The opinion of the court was delivered by: Robert W. Sweet, United States District Judge


Defendants Frank G. Straub ("Straub"), Elisabeth Wallace ("Wallace"), George Gretsas ("Gretsas") and Edward Dunphy ("Dunphy") have moved pursuant to Rule 12(b)(6) of the Federal Rules of Civil Procedure to dismiss the complaint of plaintiff Dorothy Anne Brennan ("Brennan") alleging violations of her civil rights in contravention of Title VII of the Civil Rights Act of 1964 ("Title VII"), codified at 42 U.S.C. § 2000e et seq. and 42 U.S.C. § 1983, culminating in the termination of Brennan's employment.

For the following reasons, that motion is granted in part and denied in part.


The following facts are drawn from Brennan's complaint as befits a motion to dismiss and do not constitute findings of fact by the Court. Parties

Brennan is a resident of the State of New York. Until September 3, 2002, she was employed as Assistant to the Commissioner of the City of White Plains' Department of Public Safety (the "Department"). She held that title by reason of a permanent competitive civil service appointment.
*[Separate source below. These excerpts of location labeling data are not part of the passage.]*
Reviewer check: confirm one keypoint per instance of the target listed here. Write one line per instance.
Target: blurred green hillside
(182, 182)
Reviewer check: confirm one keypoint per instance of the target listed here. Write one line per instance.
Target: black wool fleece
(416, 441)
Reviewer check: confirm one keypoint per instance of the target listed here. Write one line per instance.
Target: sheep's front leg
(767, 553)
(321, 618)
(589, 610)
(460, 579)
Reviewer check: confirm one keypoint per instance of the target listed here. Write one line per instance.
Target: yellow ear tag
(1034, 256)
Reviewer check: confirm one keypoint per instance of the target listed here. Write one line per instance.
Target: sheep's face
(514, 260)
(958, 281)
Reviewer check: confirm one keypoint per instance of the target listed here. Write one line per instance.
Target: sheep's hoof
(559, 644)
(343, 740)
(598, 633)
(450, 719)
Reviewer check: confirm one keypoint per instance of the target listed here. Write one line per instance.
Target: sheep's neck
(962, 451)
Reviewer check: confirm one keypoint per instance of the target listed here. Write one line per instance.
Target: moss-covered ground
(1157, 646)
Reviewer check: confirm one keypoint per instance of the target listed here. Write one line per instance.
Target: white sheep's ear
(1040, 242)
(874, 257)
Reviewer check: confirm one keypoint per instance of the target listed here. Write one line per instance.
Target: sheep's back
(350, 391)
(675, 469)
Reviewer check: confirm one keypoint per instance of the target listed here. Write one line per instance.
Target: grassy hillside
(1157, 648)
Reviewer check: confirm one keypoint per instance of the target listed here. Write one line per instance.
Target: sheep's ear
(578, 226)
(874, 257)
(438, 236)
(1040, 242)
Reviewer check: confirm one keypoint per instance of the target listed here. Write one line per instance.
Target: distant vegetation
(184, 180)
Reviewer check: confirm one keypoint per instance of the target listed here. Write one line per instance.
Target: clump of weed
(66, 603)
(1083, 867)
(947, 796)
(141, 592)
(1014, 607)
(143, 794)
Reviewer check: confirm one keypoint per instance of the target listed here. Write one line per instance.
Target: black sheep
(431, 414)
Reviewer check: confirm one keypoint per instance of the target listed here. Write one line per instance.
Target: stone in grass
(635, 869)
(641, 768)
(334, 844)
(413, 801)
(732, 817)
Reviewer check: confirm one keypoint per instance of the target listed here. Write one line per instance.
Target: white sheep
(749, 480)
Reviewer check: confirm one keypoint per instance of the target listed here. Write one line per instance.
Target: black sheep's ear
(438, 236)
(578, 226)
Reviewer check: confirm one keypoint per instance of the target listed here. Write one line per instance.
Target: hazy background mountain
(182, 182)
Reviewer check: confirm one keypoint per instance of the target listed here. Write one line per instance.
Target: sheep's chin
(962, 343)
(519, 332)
Defendant the City of White Plains, New York (the "City") is a municipal corporate subdivision of the State of New York duly existing by reason of and pursuant to the laws of New York.

Straub is the duly appointed, incumbent Commissioner of the Department.

Wallace is the Personnel Officer for the City.

Gretsas is the Executive Officer for the City.

Defendant John Dolce ("Dolce") was until his retirement in December 2001, the duly appointed Commissioner of the Department.

Dunphy is the duly appointed Corporation Counsel for the City.

Defendant Daniel Hickey ("Hickey") is the Deputy Commissioner of the Department. Following Dolce's retirement until the hiring of Straub on or about July 8, 2002, Hickey served as the Acting Commissioner of the Department.

Brennan's First Action And The Ensuing Actions Complained Of

On July 12, 1995, Brennan filed with the Equal Employment Opportunity Commission (the "EEOC") and the New York State Division of Human Rights (the "NYSDHR") a complaint of gender discrimination against the City. (Compl. ¶ 11.)

On April 17, 1997, Brennan filed a civil rights action in this court, Brennan v. City of White Plains, 97 Civ. 2709 (RWS) ("Brennan I"), upon her receipt of a Notice of a Right to Sue from the EEOC. Brennan has included in the instant complaint the results of discovery in Brennan I. (Compl. ¶ 12.)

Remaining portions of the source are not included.